Huit francophones ont été repêchés en première ronde depuis 2016. On parle de cinq cuvées, de 154 choix, partagés entre 31 clubs (un taux de 5 %). Au cours de ces mêmes années, on a repêché 32 Américains en première ronde (21 %), 18 Suédois (12 %), 15 Finlandais (10 %) et 11 Russes (7 %). Dans les trois dernières années, on a d’ailleurs repêché autant d’Allemands que de francophones en première ronde, soit quatre !

Entre 1984 et 1988, il y a eu 15. Sur 105 choix. Presque 15 %. Seulement 11 Américains sur la centaine de choix, aucun Russe, évidemment, trois Suédois, un Finlandais, et pas d’Allemand, sans surprise.

Faites le calcul.
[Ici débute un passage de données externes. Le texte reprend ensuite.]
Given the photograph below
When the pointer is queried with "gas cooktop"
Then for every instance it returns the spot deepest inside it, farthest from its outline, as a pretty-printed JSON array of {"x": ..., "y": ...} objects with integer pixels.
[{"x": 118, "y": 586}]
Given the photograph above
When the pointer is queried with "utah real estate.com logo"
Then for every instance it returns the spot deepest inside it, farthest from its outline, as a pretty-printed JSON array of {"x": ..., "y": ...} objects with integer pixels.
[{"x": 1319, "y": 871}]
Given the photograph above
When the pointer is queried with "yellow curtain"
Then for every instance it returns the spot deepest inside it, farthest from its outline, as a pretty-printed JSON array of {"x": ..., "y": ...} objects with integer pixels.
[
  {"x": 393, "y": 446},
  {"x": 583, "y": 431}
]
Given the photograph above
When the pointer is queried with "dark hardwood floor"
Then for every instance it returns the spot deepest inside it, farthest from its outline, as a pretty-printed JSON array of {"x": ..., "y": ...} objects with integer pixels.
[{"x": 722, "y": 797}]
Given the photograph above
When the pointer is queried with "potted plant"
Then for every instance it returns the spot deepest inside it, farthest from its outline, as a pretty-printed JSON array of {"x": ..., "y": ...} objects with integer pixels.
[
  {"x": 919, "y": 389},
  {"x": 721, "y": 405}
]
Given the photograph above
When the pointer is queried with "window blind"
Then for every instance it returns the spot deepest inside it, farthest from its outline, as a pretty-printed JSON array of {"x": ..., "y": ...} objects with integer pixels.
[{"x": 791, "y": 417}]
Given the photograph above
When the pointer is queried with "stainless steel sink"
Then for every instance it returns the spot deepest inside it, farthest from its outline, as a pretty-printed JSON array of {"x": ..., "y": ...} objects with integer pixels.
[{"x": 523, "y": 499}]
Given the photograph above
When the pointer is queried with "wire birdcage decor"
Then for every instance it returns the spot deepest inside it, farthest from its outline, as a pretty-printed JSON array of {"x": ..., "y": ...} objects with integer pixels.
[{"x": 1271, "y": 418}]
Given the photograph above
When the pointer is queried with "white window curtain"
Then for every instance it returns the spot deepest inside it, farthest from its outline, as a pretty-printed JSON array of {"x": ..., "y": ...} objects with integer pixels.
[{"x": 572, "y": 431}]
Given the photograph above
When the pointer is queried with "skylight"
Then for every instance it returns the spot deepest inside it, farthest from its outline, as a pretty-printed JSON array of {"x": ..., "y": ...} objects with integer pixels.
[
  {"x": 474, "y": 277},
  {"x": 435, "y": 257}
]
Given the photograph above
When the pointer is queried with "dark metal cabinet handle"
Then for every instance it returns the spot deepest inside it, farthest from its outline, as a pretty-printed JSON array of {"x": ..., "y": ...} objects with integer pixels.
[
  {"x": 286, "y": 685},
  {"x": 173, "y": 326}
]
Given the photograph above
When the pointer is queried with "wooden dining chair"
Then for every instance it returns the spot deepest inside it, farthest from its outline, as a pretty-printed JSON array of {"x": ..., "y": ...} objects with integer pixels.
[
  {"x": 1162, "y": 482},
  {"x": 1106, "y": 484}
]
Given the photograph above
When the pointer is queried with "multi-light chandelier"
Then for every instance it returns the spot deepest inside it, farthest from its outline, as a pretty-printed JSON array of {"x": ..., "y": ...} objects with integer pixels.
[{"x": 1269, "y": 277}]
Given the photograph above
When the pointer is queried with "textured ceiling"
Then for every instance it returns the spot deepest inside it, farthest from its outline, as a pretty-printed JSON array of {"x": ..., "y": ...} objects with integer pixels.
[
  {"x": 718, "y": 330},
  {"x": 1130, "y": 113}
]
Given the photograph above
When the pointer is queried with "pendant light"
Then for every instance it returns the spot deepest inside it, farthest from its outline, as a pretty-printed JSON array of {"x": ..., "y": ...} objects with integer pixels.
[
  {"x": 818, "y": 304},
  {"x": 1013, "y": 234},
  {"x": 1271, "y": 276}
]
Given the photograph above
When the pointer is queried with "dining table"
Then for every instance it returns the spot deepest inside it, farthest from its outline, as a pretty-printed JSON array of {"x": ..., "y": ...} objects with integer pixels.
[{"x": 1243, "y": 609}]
De moins en moins de Québécois dans la LNH, de plus en plus d’équipes rivales au Canadien lors des repêchages, et les rares francophones de talent à Montréal (On ne parle pas ici des travailleurs honnêtes comme Steve Bégin, Nicolas Deslauriers ou Francis Bouillon) qui subissent une pression éhontée par rapport à leurs coéquipiers.

On comprend mieux pourquoi la proportion de francophones au sein de la direction chez le Canadien est disproportionnée par rapport au nombre de joueurs. Avec Marc Bergevin, Martin Lapointe, Claude Julien, Dominique Ducharme, Joel Bouchard, Alexandre Burrows, Francis Bouillon, Daniel Jacob, Stéphane Waite, Mario Leblanc, Pierre Allard et Marco Marciano, on ne peut pas dire que ça manque.